Robert Crotteau and his son Joseph, who worked together and spent much of their free time enjoying the outdoors together, were mourned together Saturday, days after both were killed in a confrontation with a hunter trespassing on their land.
“To say they were two peas in a pod is an understatement, without question,” said Steve Crotteau, Robert’s younger brother, during the funeral at St. Joseph’s Catholic Church.
Robert Crotteau, 42, and his 20-year-old son were among six hunters killed and two wounded in a bloody confrontation that shocked neighbors in Rice Lake, a northwestern Wisconsin town of 8,500 people. The funeral for another victim, Allan Laski, was held later Saturday.
The man accused in the shootings, Chai Vang, 36, of St. Paul, Minn., remained in the Sawyer County Jail in lieu of $2.5 million bail Saturday awaiting formal charges.
Robert and Joseph Crotteau worked at a concrete and construction business in Haugen that the elder Crotteau owned.
Alex Drost, a friend of Joseph Crotteau, reminisced Saturday about the time he and other friends spent hunting and snowmobiling.

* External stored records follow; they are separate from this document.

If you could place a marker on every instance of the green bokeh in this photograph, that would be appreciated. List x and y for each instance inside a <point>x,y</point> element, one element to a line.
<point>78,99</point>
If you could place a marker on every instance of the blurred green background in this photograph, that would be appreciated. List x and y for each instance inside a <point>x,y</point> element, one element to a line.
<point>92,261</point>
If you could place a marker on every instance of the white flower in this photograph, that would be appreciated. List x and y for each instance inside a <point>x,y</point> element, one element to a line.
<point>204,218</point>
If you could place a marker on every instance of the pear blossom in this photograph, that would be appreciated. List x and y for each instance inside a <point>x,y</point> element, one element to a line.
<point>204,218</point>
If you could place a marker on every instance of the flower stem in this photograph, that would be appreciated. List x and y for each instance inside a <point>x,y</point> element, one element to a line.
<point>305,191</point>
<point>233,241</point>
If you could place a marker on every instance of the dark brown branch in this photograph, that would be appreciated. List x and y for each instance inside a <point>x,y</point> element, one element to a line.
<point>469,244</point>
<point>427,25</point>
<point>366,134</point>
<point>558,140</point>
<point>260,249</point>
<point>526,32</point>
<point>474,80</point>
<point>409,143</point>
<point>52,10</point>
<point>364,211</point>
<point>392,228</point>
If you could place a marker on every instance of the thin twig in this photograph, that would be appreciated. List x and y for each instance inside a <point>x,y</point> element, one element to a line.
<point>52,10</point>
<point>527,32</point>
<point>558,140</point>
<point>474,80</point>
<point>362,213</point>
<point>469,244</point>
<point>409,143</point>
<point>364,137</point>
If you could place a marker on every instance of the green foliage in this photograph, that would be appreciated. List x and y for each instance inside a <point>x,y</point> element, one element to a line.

“We are going to miss Joe’s smile, his laugh, every comment he had to make,” Drost said during the funeral.
The Rev. David Oberts, who officiated at both the Crotteaus’ and Laski’s funerals, urged mourners to take comfort in one another and in their faith in God.
“We’re drawn together by this really tragic, unexplainable event,” he said during the service for Laski at Holy Trinity Catholic Church in Haugen.
Like the Crotteaus, Laski, 43, loved the outdoors, especially fishing and hunting, and even traveled out West to hunt elk. The father of three was the manager of United Building Center in Rice Lake.
Mourners crammed into the pews and packed the choir loft at Holy Trinity for Laski’s funeral.
Laski’s sister, Linda Levan, read a poem entitled “Miss Me, But Let Me Go”: “Miss me a little, but not for too long, and not with your head bowed low.”
Some mourners attended both funerals Saturday, including the two men injured in the shootings, Terry Willers and Lauren Hesebeck.
Vang, a Hmong immigrant, told authorities the hunters surrounded him and used racial slurs before one fired a shot at him. One of the survivors said Vang fired the first shot.